Phil Hughes ready to make the most of his move to the bullpen
Hughes spoke to the media about the move prior to Wednesday's game, and despite admitting that he wasn't expressly told this was a permanent move, he had resignation in his voice that he will finish out the season - and perhaps his Yankees career - in a relief role.
"I got the idea that it'd be longer than (one start); it wasn't necessarily laid out to me in any way, but it sort of felt that way, yeah," he said. "Huff's been throwing the ball extremely well and I haven't all year, so I see why they made the decision. It's disappointing, there's always kind of the emotion going into it, but at this point, we're in the middle of a playoff race here and that was the decision they wanted to make."
Hughes has struggled to a 4-13 record and 4.81 ERA in 26 starts this year, the final one a rain-shortened 1.1 inning appearance on Labor Day that brought his time in the rotation to an end with a whimper.
To his credit, the righty has always been the first to admit he has been quite flawed this season, but almost five months to the day after his first start in Detroit, he's still not sure exactly why.
"It's hard to say, really. You go through ups and downs in every season, but it just seems like this year in particular there have been a lot of downs," he said. "You go back and think about what you did when you were successful, but it's one thing to think about it and another thing to actually execute and do it."
Despite missing Spring Training with a back injury, Hughes said he has been healthy all year - noting that his velocity has been up, a fact that makes the demotion even more disappointing - and pointed only to that theory of execution as a reason for what has happened since April.
"Obviously I have a game plan every start of what I want to do, and sometimes it's just that you're able to execute it and sometimes you're not able to do that," he said. "In my head, I know what I can do to be a successful starter. It's just that the execution part has not been there consistently this year. That's just the way it goes."
So Hughes now finds himself as a reliever once again, but admitted he still isn't quite sure where he fits into the bullpen mix. Girardi said Wednesday that Hughes could be used "long or short" with the determination based on the skipper saying he would "look at the situation on a daily basis, (seeing) who you have and don't have" - but with David Robertson and Mariano Rivera entrenched in the later innings, it appears that at best, the former first-round pick is a nominal middleman.
"The bullpen's been great, and I feel like the back end of our bullpen is pretty set up," Hughes said. "Obviously, I'm not hoping any of our starters has a short start. So if the formula goes to plan, I don't really see myself in that mix. But obviously winning ballgames is the most important part."
Still, Hughes says, he knows the goal, and will do whatever it takes to help the team.
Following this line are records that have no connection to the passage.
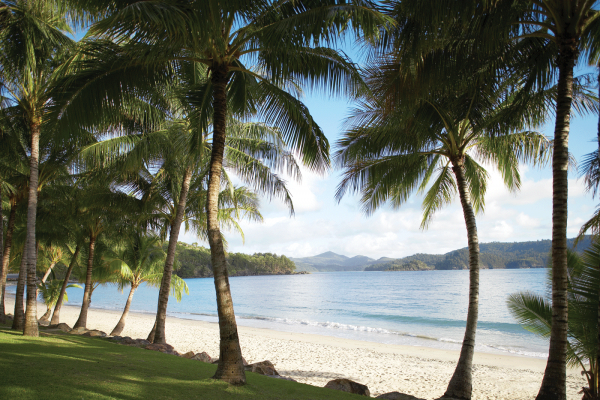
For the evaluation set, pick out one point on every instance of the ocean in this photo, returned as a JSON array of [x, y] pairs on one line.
[[419, 308]]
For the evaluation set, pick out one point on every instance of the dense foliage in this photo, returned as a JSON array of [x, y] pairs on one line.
[[194, 262], [494, 255]]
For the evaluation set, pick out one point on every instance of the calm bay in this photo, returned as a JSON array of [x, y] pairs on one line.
[[422, 308]]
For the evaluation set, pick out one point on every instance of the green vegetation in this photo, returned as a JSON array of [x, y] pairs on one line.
[[534, 313], [195, 262], [495, 255], [75, 367]]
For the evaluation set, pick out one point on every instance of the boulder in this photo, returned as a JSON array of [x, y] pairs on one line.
[[216, 361], [189, 354], [128, 341], [204, 357], [397, 396], [346, 385], [62, 326], [285, 378], [264, 368], [95, 333], [162, 347]]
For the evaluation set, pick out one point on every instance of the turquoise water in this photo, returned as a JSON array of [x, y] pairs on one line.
[[425, 308]]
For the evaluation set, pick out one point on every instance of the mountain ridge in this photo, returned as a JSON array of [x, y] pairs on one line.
[[493, 255]]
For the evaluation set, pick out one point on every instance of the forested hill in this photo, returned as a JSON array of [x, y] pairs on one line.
[[194, 262], [495, 255]]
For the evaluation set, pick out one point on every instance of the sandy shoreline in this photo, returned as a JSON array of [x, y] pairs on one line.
[[314, 359]]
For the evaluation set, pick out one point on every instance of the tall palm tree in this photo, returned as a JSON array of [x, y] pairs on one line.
[[140, 258], [105, 210], [32, 40], [534, 313], [50, 291], [550, 36], [415, 125], [435, 151], [282, 39]]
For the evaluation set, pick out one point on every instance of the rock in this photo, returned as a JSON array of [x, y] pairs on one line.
[[346, 385], [162, 347], [189, 354], [397, 396], [128, 341], [95, 333], [204, 357], [78, 331], [285, 378], [264, 368], [62, 326]]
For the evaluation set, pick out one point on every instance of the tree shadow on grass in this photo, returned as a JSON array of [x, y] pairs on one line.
[[78, 367]]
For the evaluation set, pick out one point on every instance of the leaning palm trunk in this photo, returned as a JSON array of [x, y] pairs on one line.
[[2, 282], [49, 308], [230, 367], [460, 386], [87, 294], [19, 314], [6, 258], [45, 278], [31, 323], [56, 315], [554, 383], [157, 335], [121, 324]]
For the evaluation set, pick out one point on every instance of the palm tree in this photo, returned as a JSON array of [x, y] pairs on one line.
[[551, 35], [161, 191], [433, 144], [282, 39], [534, 313], [140, 259], [105, 210], [32, 40], [50, 293]]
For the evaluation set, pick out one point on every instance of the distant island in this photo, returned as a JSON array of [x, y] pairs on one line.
[[194, 262], [495, 255]]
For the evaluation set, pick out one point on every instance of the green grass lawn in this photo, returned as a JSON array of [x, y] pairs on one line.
[[62, 366]]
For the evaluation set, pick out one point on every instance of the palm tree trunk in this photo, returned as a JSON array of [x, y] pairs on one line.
[[48, 272], [461, 383], [157, 335], [6, 258], [63, 289], [596, 370], [554, 383], [87, 294], [230, 367], [46, 314], [121, 324], [19, 314], [2, 282], [31, 324]]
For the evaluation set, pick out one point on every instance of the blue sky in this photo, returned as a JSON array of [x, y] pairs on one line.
[[321, 224]]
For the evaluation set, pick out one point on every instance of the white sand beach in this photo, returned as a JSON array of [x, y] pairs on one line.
[[314, 359]]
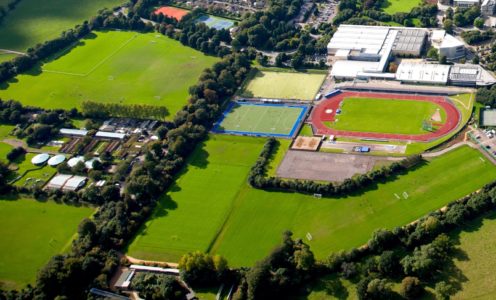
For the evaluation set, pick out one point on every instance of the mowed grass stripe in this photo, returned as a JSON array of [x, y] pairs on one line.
[[269, 119], [35, 21], [193, 211], [247, 223], [283, 85], [256, 225], [31, 233], [385, 116], [114, 67]]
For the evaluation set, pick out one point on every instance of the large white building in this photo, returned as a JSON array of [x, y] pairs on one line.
[[365, 51], [447, 45]]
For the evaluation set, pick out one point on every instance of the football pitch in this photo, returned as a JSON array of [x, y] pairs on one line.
[[386, 115], [115, 67], [283, 85], [244, 224], [34, 21], [31, 233], [261, 119]]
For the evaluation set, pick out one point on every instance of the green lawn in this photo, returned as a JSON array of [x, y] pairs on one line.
[[249, 222], [35, 21], [117, 67], [283, 85], [30, 234], [479, 261], [6, 56], [263, 119], [193, 211], [393, 6], [385, 116]]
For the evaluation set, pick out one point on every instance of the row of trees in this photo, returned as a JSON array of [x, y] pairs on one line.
[[92, 259], [98, 110], [271, 29], [370, 13], [258, 179], [10, 6]]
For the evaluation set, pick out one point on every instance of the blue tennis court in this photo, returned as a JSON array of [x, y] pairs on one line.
[[261, 119]]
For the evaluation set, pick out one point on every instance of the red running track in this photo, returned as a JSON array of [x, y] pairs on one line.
[[319, 115]]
"I was looking forward to having a good September in the rotation," Hughes said. "But obviously that's not in the plans, so I'll turn my attention to doing the best job out of the bullpen that I possibly can in whatever role that is. That's it, that's all I can do."
As part of the bridge to Mariano Rivera in 2009, Hughes made 44 relief appearances and went 5-1 with a 1.40 ERA and 65 strikeouts in 51.1 innings, and his skipper at least is confident he can do that once again.
"We've seen Phil do it before, so he should have confidence that he can do it," Girardi said. "As a reliever a lot of times you don't need four pitches, or even three pitches…if you're Mo you only need one pitch, but most relievers will have two, and sometimes guys just do better in that role."